志賀内泰弘「急ぎ利を求めず、木曽ひのきを活かす」(PHP平成29年11月号)

<ヒューマン・ドキュメント>
木曽ひのきの材木商 柴原薫さん(南木曽木材産業(株)代表取締役)
取材・文:志賀内泰弘
※本編より一部を抜粋してご紹介いたします。

*   *   *   *

◆父親から引き継いだ会社で、もがき苦しむ

1960年生まれの柴原さんは、大学卒業後、
父親の反対を押し切り林業の道に入った。

小学生の頃から、「家の手伝い」と称して
山林の下草刈りをさせられてきた。
夏には一週間も続けると、大人でも身体が火照って
動けなくなるほどの重労働だ。
それすら当たり前の生活をしてきたので、
山は身近で親しみのある存在だった。

父親は投機師でもあり、木材の相場を読む天才だった。
電話一本で木材を売買し大儲けしていた。
それを間近で見ていた息子としては、
「後を継ぐなんて楽勝だな」と思ったという。

ところが、2006年に社長を継ぎ、
それが妄想だったということにすぐに気付く。
想像を遥かに超えて、日本の林業はピンチに立たされていた。
全国の同業者は、次々に倒産。
ある山林地域では、最盛期598社あったものが、たった3社になっていた。
人件費が高騰し、輸入材に太刀打ちできない。会社の帳簿を見て愕然とした。

加えて、父親との確執に心を押し潰されそうになる。
社長就任後も、社員は、天才と呼ばれた会長である父親の方を向いて仕事をしている。
ある日、社員に指示を出した。出張して会社に戻ると、その指示がひっくり返っていた。
留守中に、会長が来て異なる指示を出したのだ。
それは、柴原さんがいくら抗っても、どうすることもできなかったという。

「なんとかしなければ」と悩みに悩んだ。もがき苦しんだ。そのあげく・・・。
「辛い。このまま死ねるかな・・・」

今でも、筆者は覚えている。ある晩、柴原さんから一通のメールが届いた。
「辛い。今、中央自動車道路の○○を走っている途中のサービスエリア。
 このままガードレールに突っ込んだら、死ねるかな・・・」
慌てて電話をかけるも繋がらない。
翌日、連絡が取れ、「大丈夫?」と尋ねると、
笑って「大丈夫、大丈夫」と答えた。

当時、身体に変調をきたしていることを聞いていた。
十二指腸潰瘍、偏頭痛、無呼吸症候群・・・、
今から思うに、ストレスが極限となり身体が悲鳴を上げていたのだろう。

そんな時、柴原さんは運命の出逢いをする。
イエローハット創業者の鍵山秀三郎さんだ。
悩みを打ち明けると、思わぬ厳しい答えが返ってきた。

「唾面自乾。たとえ顔に唾をかけられても、
 拭ったりしないで自然に乾くまで我慢しなさい。
 後継者は、耐え忍ぶことが大切です」

唖然とした。こんなに苦しいのに、ただ耐えよという。
しかし、その一言で覚悟ができた。
それまで、安楽な道を模索し、辛さから逃げようと考えていた。
これからは、真正面に向き合おう。
そして、目先の利益を求めない。
あえて「遠回り」をして歩こうと。

◆もがいて、もがいて、全国を飛び回る

社長を引き継いだ重圧、林業全体の抱える苦難、
さらに「この国をなんとかしなければ」という熱い思いに突き動かされ、
無我夢中で東奔西走してきた。

ある時、ハンバーガーチェーンの本部から、飲み物のタンブラーを作れないかと相談があった。
今までプラスチック製のものを木製に変えたいという。
それはエコを推進する企業イメージに役立つという戦略の一つだった。
1日100万本作って欲しいという。それが実現すれば、間伐材の活用に大いに貢献できる。

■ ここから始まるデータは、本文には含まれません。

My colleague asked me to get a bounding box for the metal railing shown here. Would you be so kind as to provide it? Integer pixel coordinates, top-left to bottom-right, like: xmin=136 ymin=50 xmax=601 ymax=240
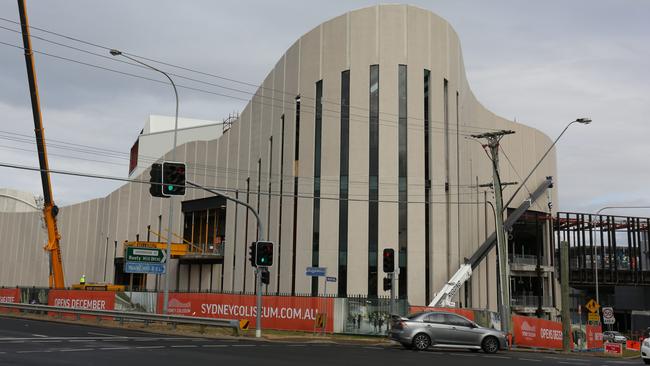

だが、結局、価格の面でとうてい折り合わないことがわかった。
先方の希望価格は1本1円。こちらのギリギリの提案価格が5円。
この「価格の壁」が存在する限り、国内産の普及には限界があるのだと悟った。

でも、でも、どこかに突破口があるはず。何か良いアイデアがあるのではないか。
柴原さんは思った。それなら、「ひのきの商品価値を高めればいい」と。
数々の勉強会に参加した。
有名無名にかかわらず「この人は」という人物がいると、
教えを乞いに日本全国を駆け回った。
その結果、洋風まな板や蒸籠(せいろ)などヒット商品を生み出した。

だが、すぐに海外の安い材料で真似され、売れなくなる。
それでも、また次々と新商品の開発に挑んできた。イタチゴッコだ。

「宇宙ステーションにひのきの団扇を持っていっても、
 その団扇が売れるわけではないことは承知しています。
 ただ、日本に、こんなに素晴らしい木があることを知ってもらいたい。
 認知してもらいたい。その次に、日本の国土を守るために、間伐が必要になること。
 さらに、間伐をするために、少々高くてもいいから
 日本製の木材を使おうと言う機運を起こしたいのです。
 まずは注目してもらうことが肝心。いわば、啓蒙活動ですね」

「売る」ことよりもまず、日本人の心のベクトルを山に向けてもらおうというのだ。

◆すぐに結果を求めない生き方

柴原さんは、「唾面自乾」をこう受け取った。すぐに結果を求めるのは止めよう。
自らの困難に耐えに耐え、我欲を断ち、この日本の山々を50年、100年と
守り育てることに命を懸けよう。利益はきっと後からついてくる。
時代が変わっても、守り通さなければならないことがある。
それを守り続けると、ある時、突然目の前が開け方向を変えられる日が来る。
茶道や剣道の修業の教え「守・破・離」を信じ、柴原さんは歩き続けてきた。

「林業の理解者・応援者が少しずつ増えてきました。
 それが若田光一さんや養老孟司さんなどです。
 あいにく、出雲大社の神殿復元のアイデアは保留になっていますが、
 まだ諦めてはいません。知恵と工夫によってなんとかなるのではないかと。
 おかげさまで、社業の方は神社仏閣を中心にした受注で安定しています。
 明治神宮の神楽殿や第三鳥居、岩国市の錦帯橋や愛媛県の大洲城の復元など
 大きな請け負いもさせていただきました。
 釘やボンドを一切使用しない無垢の国産材で造った千葉県の『風の谷保育園』は、
 見学者が絶えません。価格に左右されない「本物」を求める方々からご支持いただいているのです」

「本物」を理解する人たちと、少しずつ心が繋がるようになった。
とはいうものの、柴原さんの行く先は茨の道だ。
大多数の人たちは、「安い物」を選択する。
柴原さんに、鍵山秀三郎さんはもう一つ、こんな言葉も授けられたという。

「10年は偉大なり。20年は畏るべし。30年は歴史なり。50年は神の如し」

「目先のことに囚われず、急ぎ利を求めず、
 木曽の地で根を深く張っていきたいと思います」
と穏やかに笑う柴原さんが、木曽の山のように大きく見えた。